— Pour ce qui est du volant, il l’est ! C’est sa passion : il court les Vingt-Quatre Heures du Mans chaque année. Il a même gagné une fois !
— Et Lisa t’a préféré ce héros ?…
L’entrée de l’infirmière en chef interrompit le dialogue :
— Je vous avais accordé dix minutes ! Et à condition de ne pas le fatiguer ! rappela-t-elle sévèrement.
— Ça ne doit pas faire beaucoup plus… et je m’en vais ! Quant à l’avoir fatigué, je crois lui avoir surtout changé les idées…
— En tout cas, priez les dames de la famille de bien vouloir attendre à demain…
— Oh non ! gémit Aldo.
— Oh si ! Déjà je n’aurais pas dû permettre à votre ami d’entrer mais comme il campe pratiquement dans la salle d’attente, il m’a fait pitié !
— Inspirer la pitié, lui ? C’est bien la première fois que ça lui arrive !
— Il y a un commencement à tout ! lança l’intéressé du seuil de la chambre.

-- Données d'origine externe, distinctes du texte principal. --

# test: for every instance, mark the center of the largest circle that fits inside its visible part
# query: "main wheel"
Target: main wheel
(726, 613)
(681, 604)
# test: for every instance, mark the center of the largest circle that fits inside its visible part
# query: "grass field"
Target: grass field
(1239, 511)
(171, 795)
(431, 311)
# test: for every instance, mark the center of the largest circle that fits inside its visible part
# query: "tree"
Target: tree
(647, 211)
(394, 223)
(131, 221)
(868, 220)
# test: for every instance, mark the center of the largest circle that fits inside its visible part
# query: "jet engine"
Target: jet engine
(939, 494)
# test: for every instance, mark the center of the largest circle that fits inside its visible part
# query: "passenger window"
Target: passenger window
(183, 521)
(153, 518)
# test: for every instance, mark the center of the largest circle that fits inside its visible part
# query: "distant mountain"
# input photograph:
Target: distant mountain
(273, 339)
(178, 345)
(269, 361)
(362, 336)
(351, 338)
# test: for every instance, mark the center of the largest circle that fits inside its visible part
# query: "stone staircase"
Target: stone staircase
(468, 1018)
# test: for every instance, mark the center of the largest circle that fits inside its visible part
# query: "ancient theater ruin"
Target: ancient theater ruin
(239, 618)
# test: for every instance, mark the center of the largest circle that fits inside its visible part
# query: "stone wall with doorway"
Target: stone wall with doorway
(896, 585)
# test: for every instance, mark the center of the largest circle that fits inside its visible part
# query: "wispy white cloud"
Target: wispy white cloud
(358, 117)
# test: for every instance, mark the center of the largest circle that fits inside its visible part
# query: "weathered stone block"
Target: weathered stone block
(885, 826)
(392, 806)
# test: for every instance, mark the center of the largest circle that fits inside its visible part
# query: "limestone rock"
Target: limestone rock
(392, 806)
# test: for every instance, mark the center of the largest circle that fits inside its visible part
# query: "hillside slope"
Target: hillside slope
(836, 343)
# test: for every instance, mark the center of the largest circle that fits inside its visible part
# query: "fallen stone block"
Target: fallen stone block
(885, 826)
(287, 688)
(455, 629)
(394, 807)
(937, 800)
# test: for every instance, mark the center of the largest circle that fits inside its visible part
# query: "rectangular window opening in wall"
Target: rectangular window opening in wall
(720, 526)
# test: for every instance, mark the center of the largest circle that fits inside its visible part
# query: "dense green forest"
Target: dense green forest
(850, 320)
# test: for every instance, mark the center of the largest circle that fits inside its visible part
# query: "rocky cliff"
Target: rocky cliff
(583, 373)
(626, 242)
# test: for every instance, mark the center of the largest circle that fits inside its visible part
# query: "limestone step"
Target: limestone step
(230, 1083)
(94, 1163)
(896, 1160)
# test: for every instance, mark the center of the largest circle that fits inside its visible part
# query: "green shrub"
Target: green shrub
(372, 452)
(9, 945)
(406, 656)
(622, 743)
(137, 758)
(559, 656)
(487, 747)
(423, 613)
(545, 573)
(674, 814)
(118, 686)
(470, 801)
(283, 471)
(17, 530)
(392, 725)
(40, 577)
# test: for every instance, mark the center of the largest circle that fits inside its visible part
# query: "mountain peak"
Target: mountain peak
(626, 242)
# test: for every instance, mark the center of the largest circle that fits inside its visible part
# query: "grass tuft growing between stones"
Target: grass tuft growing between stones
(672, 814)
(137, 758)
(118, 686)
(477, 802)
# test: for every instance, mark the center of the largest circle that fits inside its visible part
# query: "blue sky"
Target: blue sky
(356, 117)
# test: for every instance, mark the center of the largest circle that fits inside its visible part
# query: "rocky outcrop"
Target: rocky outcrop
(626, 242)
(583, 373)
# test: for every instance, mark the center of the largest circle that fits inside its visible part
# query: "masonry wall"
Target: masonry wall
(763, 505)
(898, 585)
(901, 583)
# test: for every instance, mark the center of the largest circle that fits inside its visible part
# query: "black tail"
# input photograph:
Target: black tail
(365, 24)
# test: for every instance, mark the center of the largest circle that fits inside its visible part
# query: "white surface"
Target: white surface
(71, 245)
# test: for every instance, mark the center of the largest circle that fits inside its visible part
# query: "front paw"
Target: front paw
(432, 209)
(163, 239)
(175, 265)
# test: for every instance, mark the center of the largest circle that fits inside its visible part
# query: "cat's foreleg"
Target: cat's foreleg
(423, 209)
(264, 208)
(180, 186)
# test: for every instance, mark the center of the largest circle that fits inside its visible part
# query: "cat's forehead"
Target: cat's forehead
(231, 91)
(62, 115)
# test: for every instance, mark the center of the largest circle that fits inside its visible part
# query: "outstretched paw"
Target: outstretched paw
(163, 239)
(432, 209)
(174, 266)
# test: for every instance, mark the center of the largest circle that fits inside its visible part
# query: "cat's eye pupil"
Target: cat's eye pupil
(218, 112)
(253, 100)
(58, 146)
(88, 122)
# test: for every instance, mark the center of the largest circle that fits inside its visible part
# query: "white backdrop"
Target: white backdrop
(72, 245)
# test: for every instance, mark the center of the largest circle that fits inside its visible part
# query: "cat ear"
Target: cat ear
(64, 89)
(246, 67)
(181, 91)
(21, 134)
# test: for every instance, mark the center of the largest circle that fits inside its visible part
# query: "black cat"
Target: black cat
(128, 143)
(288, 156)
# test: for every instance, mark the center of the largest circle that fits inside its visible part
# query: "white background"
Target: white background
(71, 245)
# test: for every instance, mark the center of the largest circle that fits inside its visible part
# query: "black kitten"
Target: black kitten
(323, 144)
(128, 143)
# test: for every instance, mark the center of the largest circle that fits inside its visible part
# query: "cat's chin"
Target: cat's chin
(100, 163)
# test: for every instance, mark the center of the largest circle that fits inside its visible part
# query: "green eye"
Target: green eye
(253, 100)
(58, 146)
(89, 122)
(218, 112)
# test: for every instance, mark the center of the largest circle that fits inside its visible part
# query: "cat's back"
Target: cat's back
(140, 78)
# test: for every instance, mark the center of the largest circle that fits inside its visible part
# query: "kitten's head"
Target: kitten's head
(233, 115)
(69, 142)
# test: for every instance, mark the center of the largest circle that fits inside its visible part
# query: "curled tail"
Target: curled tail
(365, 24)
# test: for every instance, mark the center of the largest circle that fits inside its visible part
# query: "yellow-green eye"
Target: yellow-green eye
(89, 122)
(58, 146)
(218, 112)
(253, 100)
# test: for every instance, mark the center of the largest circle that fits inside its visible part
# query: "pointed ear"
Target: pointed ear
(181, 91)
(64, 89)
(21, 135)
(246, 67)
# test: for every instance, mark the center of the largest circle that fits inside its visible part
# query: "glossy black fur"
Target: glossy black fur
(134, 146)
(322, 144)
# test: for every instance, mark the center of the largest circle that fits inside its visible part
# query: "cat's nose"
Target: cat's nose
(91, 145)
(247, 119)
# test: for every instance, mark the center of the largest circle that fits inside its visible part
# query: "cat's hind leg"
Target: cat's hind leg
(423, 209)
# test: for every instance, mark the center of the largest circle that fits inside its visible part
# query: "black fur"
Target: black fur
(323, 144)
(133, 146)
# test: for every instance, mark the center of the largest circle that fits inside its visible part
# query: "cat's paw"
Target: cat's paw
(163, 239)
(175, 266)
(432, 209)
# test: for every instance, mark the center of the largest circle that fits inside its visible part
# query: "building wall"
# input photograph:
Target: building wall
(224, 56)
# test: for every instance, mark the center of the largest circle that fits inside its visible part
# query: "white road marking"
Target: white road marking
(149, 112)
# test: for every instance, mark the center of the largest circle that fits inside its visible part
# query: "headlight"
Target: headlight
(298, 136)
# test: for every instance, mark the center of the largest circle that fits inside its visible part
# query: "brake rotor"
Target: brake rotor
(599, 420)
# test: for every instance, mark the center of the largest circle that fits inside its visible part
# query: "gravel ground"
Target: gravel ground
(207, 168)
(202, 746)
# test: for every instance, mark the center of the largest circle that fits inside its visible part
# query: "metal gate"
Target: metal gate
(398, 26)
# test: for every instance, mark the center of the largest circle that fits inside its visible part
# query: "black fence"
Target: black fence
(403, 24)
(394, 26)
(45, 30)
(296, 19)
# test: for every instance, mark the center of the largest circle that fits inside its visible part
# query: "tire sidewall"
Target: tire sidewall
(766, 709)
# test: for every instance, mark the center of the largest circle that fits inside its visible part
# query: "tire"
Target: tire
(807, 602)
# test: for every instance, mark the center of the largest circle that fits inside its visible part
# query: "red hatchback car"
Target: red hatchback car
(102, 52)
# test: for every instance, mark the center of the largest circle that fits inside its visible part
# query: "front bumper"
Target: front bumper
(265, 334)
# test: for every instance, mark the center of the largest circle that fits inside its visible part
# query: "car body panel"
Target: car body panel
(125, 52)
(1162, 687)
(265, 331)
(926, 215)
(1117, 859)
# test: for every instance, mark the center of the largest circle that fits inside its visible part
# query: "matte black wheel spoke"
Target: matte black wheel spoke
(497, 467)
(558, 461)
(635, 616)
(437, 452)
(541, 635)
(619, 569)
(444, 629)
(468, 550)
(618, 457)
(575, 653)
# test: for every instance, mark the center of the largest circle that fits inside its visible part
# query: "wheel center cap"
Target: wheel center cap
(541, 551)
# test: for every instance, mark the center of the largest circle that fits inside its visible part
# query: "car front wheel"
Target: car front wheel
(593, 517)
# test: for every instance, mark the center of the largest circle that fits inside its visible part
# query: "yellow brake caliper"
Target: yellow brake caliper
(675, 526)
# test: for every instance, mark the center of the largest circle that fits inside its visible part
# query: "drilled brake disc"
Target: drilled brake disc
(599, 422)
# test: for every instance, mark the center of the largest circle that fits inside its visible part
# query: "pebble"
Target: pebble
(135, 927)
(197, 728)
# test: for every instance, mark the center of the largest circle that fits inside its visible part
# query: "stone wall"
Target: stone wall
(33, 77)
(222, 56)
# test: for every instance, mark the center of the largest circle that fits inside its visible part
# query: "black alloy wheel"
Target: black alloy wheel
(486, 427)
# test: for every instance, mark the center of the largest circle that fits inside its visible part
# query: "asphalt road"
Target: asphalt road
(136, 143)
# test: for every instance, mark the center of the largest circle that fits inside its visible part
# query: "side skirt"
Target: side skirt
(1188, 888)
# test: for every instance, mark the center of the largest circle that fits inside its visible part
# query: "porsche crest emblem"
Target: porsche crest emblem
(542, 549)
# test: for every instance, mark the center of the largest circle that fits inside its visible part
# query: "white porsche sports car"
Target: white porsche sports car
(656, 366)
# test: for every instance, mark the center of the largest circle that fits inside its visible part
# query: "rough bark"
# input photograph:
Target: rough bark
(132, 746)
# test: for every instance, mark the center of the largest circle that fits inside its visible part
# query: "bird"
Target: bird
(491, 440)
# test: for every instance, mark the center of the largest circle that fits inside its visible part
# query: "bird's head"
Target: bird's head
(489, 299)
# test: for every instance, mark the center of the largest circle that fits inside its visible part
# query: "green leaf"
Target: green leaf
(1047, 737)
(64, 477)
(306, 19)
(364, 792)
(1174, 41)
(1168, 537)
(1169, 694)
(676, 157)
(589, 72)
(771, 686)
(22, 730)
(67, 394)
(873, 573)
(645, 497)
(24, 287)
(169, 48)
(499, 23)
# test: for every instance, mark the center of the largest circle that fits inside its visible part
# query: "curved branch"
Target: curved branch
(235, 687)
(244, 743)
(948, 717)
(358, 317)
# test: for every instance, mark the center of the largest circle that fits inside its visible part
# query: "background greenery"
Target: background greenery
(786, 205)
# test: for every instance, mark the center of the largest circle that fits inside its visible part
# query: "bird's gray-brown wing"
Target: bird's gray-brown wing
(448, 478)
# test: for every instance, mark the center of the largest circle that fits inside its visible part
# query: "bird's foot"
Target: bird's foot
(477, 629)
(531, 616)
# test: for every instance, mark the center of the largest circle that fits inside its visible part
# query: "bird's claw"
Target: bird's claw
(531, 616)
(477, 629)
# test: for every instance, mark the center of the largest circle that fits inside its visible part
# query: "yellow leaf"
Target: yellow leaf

Mais soyons raisonnables ! À demain… et merci encore, madame !
En rentrant à l’hôtel, Adalbert se hâta de délivrer sa bonne nouvelle : Aldo avait refait surface et, cette fois, c’était pour de bon : le docteur Lhermitte en répondait.
— Dès demain vous pourrez le voir tout à votre aise !… Mais où est Marie-Angéline ?
— Où voulez-vous qu’elle soit ? À la cathédrale bien évidemment. Sa splendeur lui est apparue comme seule digne de recevoir ses prières. En outre, elle désire faire la connaissance de saint Gatien qui en est le protecteur. Au cas où il aurait une spécialité intéressante !
Adalbert ne put s’empêcher de rire :
— Elle ne laisse rien passer ! Aucune nouvelle de Venise ? Lisa n’est toujours pas rentrée ?
Le visage de Mme de Sommières se rembrunit :
— Non. En revanche on sait où elle est !
— À Vienne sans doute ? Auprès des enfants ?
— Non, à Zurich ! Guy Buteau m’a dit au téléphone qu’elle y était arrivée avant-hier juste à temps pour se faire hospitaliser…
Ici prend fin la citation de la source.